I.—LYNCHING IN THE SOUTH
Statesboro, Ga., where two Negroes were burned alive under the most shocking circumstances, on August 16, 1904, is a thrifty county seat located about seventy miles from Savannah.
For a hundred years a settlement has existed there, but it was not until the people discovered the wealth of the turpentine forests and of the sea-island cotton industry that the town became highly prosperous. Since 1890 it has doubled in population every five years, having in 1904 some 2,500 people. Most of the town is newly built. A fine, new court-house stands in the city square, and there are new churches, a large, new academy, a new water-works system and telephones, electric lights, rural free delivery—everywhere the signs of improvement and progress. It is distinctly a town of the New South, developed almost exclusively by the energy of Southerners and with Southern money. Its population is pure American, mostly of old Carolina, Georgia, and Virginia stock. Fully 70 per cent. of the inhabitants are church members—Baptists, Presbyterians, and Methodists—and the town has not had a saloon in twenty-five years and rarely has a case of drunkenness. There are no beggars and practically no tramps. A poorhouse, built several years ago, had to be sold because no one would go to it. The farms are small, for the most part, and owned by the farmers themselves; only 8 per cent. of them are mortgaged. There are schools for both white and coloured children, though the school year is short and education not compulsory.
In short, this is a healthy, temperate, progressive American town—a country city, self-respecting, ambitious, with a good future before it—the future of the New South.

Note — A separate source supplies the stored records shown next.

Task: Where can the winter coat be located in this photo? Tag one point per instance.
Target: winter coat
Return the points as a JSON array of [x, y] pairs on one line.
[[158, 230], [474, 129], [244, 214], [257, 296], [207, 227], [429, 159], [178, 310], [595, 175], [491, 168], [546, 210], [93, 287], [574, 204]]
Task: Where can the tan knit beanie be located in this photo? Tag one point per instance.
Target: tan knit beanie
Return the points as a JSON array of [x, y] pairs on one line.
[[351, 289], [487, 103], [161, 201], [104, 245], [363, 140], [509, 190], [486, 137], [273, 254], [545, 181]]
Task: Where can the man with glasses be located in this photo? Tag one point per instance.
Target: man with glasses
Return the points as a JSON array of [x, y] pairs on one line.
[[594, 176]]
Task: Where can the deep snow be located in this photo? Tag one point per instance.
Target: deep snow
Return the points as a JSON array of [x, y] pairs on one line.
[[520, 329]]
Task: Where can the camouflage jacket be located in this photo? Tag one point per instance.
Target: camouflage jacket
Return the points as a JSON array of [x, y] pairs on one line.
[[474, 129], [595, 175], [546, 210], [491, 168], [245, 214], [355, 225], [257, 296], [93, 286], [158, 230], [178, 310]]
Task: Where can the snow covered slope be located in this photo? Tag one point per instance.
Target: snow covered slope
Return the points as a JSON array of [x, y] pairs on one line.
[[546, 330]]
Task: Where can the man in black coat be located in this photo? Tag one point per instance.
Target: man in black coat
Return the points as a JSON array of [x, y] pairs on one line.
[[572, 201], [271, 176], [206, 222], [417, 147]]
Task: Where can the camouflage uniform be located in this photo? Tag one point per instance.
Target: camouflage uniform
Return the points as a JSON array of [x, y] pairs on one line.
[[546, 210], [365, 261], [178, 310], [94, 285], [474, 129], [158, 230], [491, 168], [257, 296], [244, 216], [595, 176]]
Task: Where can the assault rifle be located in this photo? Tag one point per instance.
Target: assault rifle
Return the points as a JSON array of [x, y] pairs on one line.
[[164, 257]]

Character of the Negro Population
About 40 per cent. of the population of the county consists of Negroes. Here as elsewhere there are to be found two very distinct kinds of Negroes—as distinct as the classes of white men. The first of these is the self-respecting, resident Negro. Sometimes he is a land-owner, more often a renter; he is known to the white people, employed by them, and trusted by them. In Statesboro, as in most of the South, a large proportion of the Negroes are of this better class. On the other hand, one finds everywhere many of the so-called “worthless Negroes,” perhaps a growing class, who float from town to town, doing rough work, having no permanent place of abode, not known to the white population generally. The turpentine industry has brought many such Negroes to the neighbourhood of Statesboro. Living in the forest near the turpentine-stills, and usually ignorant and lazy, they and all their kind, both in the country districts and in the city, are doubly unfortunate in coming into contact chiefly with the poorer class of white people, whom they often meet as industrial competitors.